27 May 2012

A quiet time in the ‘pleasant backwater’ of Vicars’ Close, Lichfield

Vicars Close in Lichfield ... once described by Sir Nikolaus Pevsner as “a pleasant backwater” (Photograph: Patrick Comerford)

Patrick Comerford

My weekends in Lichfield are essentially retreats, visiting the chapel in Saint John’s Hospital, and following the daily cycle of worship in the Cathedral, two places that have been spirituality formative for me since my late teens.

Throughout this weekend, I have felt as though I am staying in a “Spiritual Spa.”

On Friday evening, I was in Lichfield Cathedral for Choral Evensong in the Lady Chapel at 5.30, led by the Precentor, Canon Wealands Bell. The full choir was present, and there was a group of visitors from Calke Abbey. The setting was the Short Service by Byrd, with Rose’s Responses, and the anthem, as we come to the close of this Easter, was appropriately, God is gone up by Gibbons, based on Psalm 47. The Psalm was 119: 73-104.

I was back in the Cathedral at noon yesterday [Saturday] for the Eucharist, in the Lady Chapel, celebrated by the Revd David Primrose, the Director of Transforming Communities in Lichfield Diocese. The warm welcome from an old friend who was present brought together both the cathedral and the chapel of Saint John’s Hospital.

The three spires of Lichfield Cathedral in the summer sunshine this weekend (Photograph: Patrick Comerford, 2012)

I have awoken to a beautiful sunrise, the song of blackbirds and the sound of wood pigeons in the tress this morning (Sunday 27 May 2012), which is the Day of Pentecost or Whitsunday, and I hope to be in the Cathedral for the Sung Eucharist at 10.30. The Precentor, the Revd Canon Wealands Bell, is presiding, and the preacher is the Chancellor, the Revd Canon Dr Pete Wilcox.
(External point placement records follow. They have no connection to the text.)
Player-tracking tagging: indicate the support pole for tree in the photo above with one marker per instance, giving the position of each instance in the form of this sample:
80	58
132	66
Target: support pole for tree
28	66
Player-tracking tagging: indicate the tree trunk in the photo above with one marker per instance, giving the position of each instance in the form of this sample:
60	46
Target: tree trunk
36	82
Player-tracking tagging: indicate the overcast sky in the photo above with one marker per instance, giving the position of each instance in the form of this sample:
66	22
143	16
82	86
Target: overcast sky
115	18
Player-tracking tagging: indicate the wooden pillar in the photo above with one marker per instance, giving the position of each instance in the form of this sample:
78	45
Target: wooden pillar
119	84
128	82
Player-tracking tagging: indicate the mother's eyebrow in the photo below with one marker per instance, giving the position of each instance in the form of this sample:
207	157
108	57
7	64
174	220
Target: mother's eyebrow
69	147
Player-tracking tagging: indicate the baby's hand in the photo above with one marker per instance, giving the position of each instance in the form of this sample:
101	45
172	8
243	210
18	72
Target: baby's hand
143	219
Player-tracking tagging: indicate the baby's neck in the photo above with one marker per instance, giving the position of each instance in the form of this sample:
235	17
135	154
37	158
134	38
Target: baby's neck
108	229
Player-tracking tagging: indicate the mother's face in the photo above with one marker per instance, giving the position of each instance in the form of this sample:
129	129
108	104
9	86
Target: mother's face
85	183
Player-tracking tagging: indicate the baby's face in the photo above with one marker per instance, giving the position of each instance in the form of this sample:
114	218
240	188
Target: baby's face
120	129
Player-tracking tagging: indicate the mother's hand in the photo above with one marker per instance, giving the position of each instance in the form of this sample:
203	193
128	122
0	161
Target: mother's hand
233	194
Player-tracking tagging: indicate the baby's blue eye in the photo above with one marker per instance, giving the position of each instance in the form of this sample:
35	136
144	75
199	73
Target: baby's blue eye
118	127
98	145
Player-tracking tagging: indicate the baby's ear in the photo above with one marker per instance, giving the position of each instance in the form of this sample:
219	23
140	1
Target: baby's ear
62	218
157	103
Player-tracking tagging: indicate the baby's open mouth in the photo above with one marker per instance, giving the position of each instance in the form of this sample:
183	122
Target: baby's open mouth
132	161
Pete is currently Acting Dean of Lichfield while the dean is on study leave, but he is about to move to Liverpool Cathedral where he succeeds Bishop Justin Welby as dean.

The setting very appropriately is Missa dum complerentur dies Pentecostes by Victoria, and we have also been promised Victoria’s Dum complerentur dies Pentecostes and Bach’s Komm’, heiliger Geist. We also have Psalm 104: 26-end and Hymns 179, 311 and 175.

A secret corner

The entrance to Vicars Close is through an archway hidden behind the corner of a house in the north-west corner of the Cathedral Close (Photograph: Patrick Comerford, 2012)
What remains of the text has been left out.